Si approssimano le vacanze estive e, come ogni anno, il refrain che occupa l'etere delle conversazioni circuita spesso attorno alla necessità di riposo che tutti agogniamo.
Espressioni come: "Devo proprio staccare la spina," oppure: "Non vedo l'ora di scollegare il cervello," ma, anche, declinate sui figli, le insofferenze per i troppi compiti assegnati e tutte le possibili varianti sul tema, sono il sintomo di questo bisogno che, per quanto legittimo, va accolto con attenzione, affinché risulti proficuo.
Il rapporto tra vacanza e cervello è, infatti, interessante e si presta a considerazioni che vanno al di là della sua estiva limitazione temporale.
Ad esempio, pur discendendo da "vacante" (libero, senza impegni), spesso la deriva etimologica trascina la vacanza verso il vacuo, ossia quel luogo in cui, affinché la vacanza sia davvero tale, imperi l'assenza di qualsivoglia attività. Per altri aspetti, invece, la vacanza diventa, a volte, l'occasione dello stravolgimento totale, e l'assenza di impegni cui rimanda si riempie, invece, di frenetiche attività, ancora una volta determinanti a generare il sentirsi in vacanza.
Per quanto apparentemente dicotomiche, le due modalità di "fare vacanza", hanno un comune denominatore: entrambe tendono a contrapporsi all'ordinarietà dei giorni di feria caratterizzati da orari cadenzati, scadenze, impegni ripetitivi.
Nella vacanza, infatti, comunque la si viva, i ritmi della vita che conduciamo normalmente si spezzano per dare spazio a un nuovo tempo, dettato da convenzioni completamente differenti, aprendo il sipario su un'extraordinarietà che il nostro cervello, se potesse scegliere, tenderebbe a rifuggire.
Il cervello umano, infatti, ama la stabilità, la coerenza, la chiarezza e, in qualche modo, tutto ciò che è lineare, ripetitivo. Questa tendenza a cercare di utilizzare schemi noti, è uno dei più importanti superpoteri che ha reso possibile la nostra evoluzione: intraprendere la via più breve e economicamente più vantaggiosa sfruttando al massimo le risorse già esistenti. Insomma, siamo animali pigri e tra una salita e una discesa, in assenza di stimoli, scegliamo la discesa, in questo modo, minimizzando gli sforzi, abbiamo massimizzato i risultati.
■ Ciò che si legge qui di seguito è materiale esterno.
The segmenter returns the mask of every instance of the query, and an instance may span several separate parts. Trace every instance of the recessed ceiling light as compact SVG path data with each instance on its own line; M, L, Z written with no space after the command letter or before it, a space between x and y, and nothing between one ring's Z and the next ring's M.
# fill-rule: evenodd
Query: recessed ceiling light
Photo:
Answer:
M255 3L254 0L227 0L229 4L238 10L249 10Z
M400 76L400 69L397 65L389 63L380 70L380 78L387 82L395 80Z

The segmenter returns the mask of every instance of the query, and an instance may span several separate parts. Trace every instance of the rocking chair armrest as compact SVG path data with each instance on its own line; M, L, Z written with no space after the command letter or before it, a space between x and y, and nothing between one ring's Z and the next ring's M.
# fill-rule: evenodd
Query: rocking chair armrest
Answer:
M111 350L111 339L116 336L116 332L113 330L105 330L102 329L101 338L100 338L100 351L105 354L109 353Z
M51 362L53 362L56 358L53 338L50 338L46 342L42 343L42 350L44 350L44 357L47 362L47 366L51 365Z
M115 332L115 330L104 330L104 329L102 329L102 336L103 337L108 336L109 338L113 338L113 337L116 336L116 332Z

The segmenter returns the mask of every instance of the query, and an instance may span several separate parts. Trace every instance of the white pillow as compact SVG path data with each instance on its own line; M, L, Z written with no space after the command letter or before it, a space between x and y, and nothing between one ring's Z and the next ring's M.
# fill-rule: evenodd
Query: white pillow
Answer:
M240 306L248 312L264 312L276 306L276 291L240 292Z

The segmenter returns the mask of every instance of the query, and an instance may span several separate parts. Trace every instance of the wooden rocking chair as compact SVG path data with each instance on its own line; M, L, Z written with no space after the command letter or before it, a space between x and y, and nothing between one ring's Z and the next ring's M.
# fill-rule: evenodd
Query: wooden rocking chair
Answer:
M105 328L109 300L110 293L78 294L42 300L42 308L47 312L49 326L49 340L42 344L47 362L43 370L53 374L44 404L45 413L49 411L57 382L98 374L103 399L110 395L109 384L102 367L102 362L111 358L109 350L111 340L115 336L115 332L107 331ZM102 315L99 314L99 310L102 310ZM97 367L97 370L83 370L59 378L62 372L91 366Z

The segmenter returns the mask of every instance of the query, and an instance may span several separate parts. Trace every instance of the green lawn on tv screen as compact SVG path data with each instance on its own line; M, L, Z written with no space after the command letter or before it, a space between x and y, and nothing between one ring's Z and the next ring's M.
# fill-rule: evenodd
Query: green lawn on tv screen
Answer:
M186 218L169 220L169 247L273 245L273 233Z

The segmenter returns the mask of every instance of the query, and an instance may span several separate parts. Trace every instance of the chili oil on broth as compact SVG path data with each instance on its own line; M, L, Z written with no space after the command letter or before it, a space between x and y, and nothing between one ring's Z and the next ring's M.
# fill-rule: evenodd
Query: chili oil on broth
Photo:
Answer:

Ciò detto, è altrettanto vero che non ci saremmo mossi dalla condizione di scimpanzé se questa capacità del cervello di operare in economia non fosse stata continuamente minacciata e bilanciata da nuove sfide che ci hanno spinto a intraprendere strade inesplorate.
Insomma, in una condizione di incertezza prolungata il cervello entra in una condizione di malessere, ma sostare eccessivamente nella certezza porta a una più pericolosa chiusura cognitiva tesa a rifiutare tutto ciò che è nuovo e, di fatto, a non apprendere, non evolvere.
La vacanza si presenta allora come un lungo particolare in cui il cervello ha l'opportunità, più che in ogni altro periodo dell'anno, di passare da situazioni di incertezza senza stimoli a situazioni di incertezza iperstimolata, cercando al contempo di garantire anche quelle condizioni routinarie in cui il nostro cerebro si sente appagato.
Il nostro cervello presenta, infatti, due diverse modalità per gestire l'attenzione, la Task-positive Network (Tpn), o sistema esecutivo centrale, che entra in gioco quando siamo stimolati e concentrati su un compito, e la Task-negative Network (Tnn), che invece si attiva quando lasciamo vagare la nostra mente in una modalità tipo «sogno a occhi aperti».
Questi due modelli sono autoescludenti e quando è attivo uno è disattivo l'altro. Il passaggio tra una modalità e l'altra è regolato dall'insula, un organello di 2-3 centimetri che funge da interruttore permettendo il salto da uno stato all'altro a seconda delle caratteristiche di ogni soggetto e delle condizioni ambientali cui è sottoposto.
Le ricerche sul campo ci rivelano quanto accennavamo più sopra. Per rendere al meglio, queste due task devono operare dando spazio ad ognuna di esse senza che nessuna abbia il sopravvento sull'altra (ad esempio, avremo modo di approfondire in questo blog come siamo efficaci cicli di studio attorno ai 40 minuti, per quel che concerne la Task-positive Network) e la vacanza è davvero il luogo ideale, non solo per vivere questa condizione, ma anche per allenarsi a gestirla e generarla al meglio quando torneremo dalle vacanze e gli impegni, i compiti, gli obiettivi, tenderanno a schiacciarci pericolosamente in un'iperattività routinaria senza imprevisti né sogni ad occhi aperti.